Justice Thomas Unloads on Lawyer Defending Affirmative Action: ‘Diversity Seems to Mean Everything for Everyone’National Review, Oct 31, 2022
Justice Clarence Thomas pressed North Carolina’s solicitor general to explain how the University of North Carolina defines diversity during oral arguments on Monday in a Supreme Court case centered around the use of race as a factor in college admissions.
"I’ve heard the word diversity quite a few times and I don’t have a clue what it means,” said Thomas. “It seems to mean everything for everyone.”

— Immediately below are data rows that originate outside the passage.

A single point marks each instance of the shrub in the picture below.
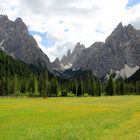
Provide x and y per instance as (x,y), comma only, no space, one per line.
(86,95)
(70,94)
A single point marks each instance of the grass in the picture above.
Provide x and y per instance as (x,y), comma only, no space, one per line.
(89,118)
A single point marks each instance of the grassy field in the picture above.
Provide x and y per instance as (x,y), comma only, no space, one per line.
(89,118)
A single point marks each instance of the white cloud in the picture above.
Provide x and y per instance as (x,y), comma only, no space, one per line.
(87,20)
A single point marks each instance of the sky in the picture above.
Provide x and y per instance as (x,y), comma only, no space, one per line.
(57,25)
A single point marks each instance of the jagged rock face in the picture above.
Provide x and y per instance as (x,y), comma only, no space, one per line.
(68,60)
(120,48)
(16,41)
(56,64)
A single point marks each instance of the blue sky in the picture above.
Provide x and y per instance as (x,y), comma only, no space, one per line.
(57,25)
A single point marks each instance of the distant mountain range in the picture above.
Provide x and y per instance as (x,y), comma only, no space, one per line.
(16,41)
(119,54)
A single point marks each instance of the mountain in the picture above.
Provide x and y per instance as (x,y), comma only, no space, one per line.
(120,51)
(16,41)
(135,76)
(67,60)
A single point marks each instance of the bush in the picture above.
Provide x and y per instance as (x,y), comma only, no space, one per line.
(86,95)
(63,93)
(70,94)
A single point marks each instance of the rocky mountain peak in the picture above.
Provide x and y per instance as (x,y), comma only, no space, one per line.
(4,17)
(16,40)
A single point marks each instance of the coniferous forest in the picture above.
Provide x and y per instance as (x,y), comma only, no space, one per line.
(18,79)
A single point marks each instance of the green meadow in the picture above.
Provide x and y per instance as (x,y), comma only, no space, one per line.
(70,118)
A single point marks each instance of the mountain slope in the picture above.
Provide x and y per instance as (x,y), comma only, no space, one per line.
(67,60)
(16,41)
(121,48)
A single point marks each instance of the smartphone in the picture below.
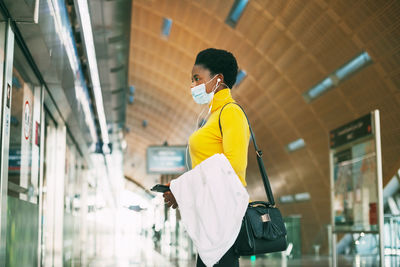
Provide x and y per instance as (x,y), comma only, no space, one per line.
(160,188)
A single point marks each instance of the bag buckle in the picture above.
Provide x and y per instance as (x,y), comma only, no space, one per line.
(265,218)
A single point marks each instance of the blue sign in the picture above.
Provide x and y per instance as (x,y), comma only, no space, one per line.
(166,159)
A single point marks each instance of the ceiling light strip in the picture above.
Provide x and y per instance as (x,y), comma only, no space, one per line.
(334,79)
(92,62)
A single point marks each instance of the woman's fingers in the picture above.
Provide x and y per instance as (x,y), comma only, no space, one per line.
(169,200)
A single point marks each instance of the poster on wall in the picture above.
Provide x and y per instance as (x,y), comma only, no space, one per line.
(26,142)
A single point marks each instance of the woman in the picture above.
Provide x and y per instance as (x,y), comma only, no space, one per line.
(213,75)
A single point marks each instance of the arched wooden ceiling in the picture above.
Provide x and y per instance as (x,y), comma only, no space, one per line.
(286,47)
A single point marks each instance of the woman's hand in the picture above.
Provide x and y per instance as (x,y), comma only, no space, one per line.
(170,200)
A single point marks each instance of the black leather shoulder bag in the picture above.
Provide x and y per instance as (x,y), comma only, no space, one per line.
(263,229)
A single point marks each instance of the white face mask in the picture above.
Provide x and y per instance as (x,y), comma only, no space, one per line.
(200,95)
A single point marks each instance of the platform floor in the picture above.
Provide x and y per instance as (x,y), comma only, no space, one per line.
(141,253)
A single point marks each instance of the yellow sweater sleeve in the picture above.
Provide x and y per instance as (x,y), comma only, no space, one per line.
(235,138)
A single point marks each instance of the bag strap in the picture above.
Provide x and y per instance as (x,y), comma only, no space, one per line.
(260,162)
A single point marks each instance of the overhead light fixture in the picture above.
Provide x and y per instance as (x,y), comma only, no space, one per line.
(334,79)
(302,196)
(64,31)
(240,77)
(86,25)
(286,199)
(236,11)
(319,89)
(296,145)
(354,65)
(166,27)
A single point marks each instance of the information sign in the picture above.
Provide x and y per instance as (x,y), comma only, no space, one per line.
(166,159)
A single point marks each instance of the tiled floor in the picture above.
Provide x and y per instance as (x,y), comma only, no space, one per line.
(139,252)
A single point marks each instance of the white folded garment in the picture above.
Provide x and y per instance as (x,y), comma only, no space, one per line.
(212,202)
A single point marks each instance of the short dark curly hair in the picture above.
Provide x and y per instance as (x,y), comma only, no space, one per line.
(219,61)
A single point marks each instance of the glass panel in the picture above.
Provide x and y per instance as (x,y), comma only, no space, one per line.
(23,172)
(48,197)
(355,198)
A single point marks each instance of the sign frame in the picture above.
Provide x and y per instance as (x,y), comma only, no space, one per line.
(181,148)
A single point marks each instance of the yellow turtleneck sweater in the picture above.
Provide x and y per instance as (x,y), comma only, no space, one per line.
(207,140)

Students for Fair Admissions (SFFA) has challenged the race-based admissions policies of both Harvard and the University of North Carolina at Chapel Hill (UNC), accusing both schools of discriminating against Asian-American applicants. The cases were initially merged, but are now being heard separately after Justice Ketanji Brown Jackson recused herself from the Harvard case because she had previously served on the university’s board of overseers.
Thomas asked Ryan Park, the North Carolina solicitor general, to offer a specific definition of diversity in the context of UNC and provide a clear idea of what the educational benefits of diversity at the school would be.
"First, we define diversity the way this court has, in its court’s precedents, which means a broadly diverse set of criteria that extends to all different backgrounds and perspectives and not solely limited to race,” said Park, before adding that there are “many different diversity factors that are considered as a greater factor in our admissions process than race.”
“I didn’t go to racially diverse schools but there were educational benefits,” replied Thomas, before again pushing for Park to list specific educational benefits.
Park said that there is a “truth seeking function of learning in a diverse environment,” and pointed out that certain studies have found that racially diverse groups of people making stock trading decisions perform at a higher level, and make more efficient trading decisions.
“The mechanism there is it reduces group think and people have longer and more sustained disagreement and that leads to a more efficient outcome,” Park explained.
Thomas said he doesn’t “put much stock in that because I’ve heard similar arguments in favor of segregation, too.”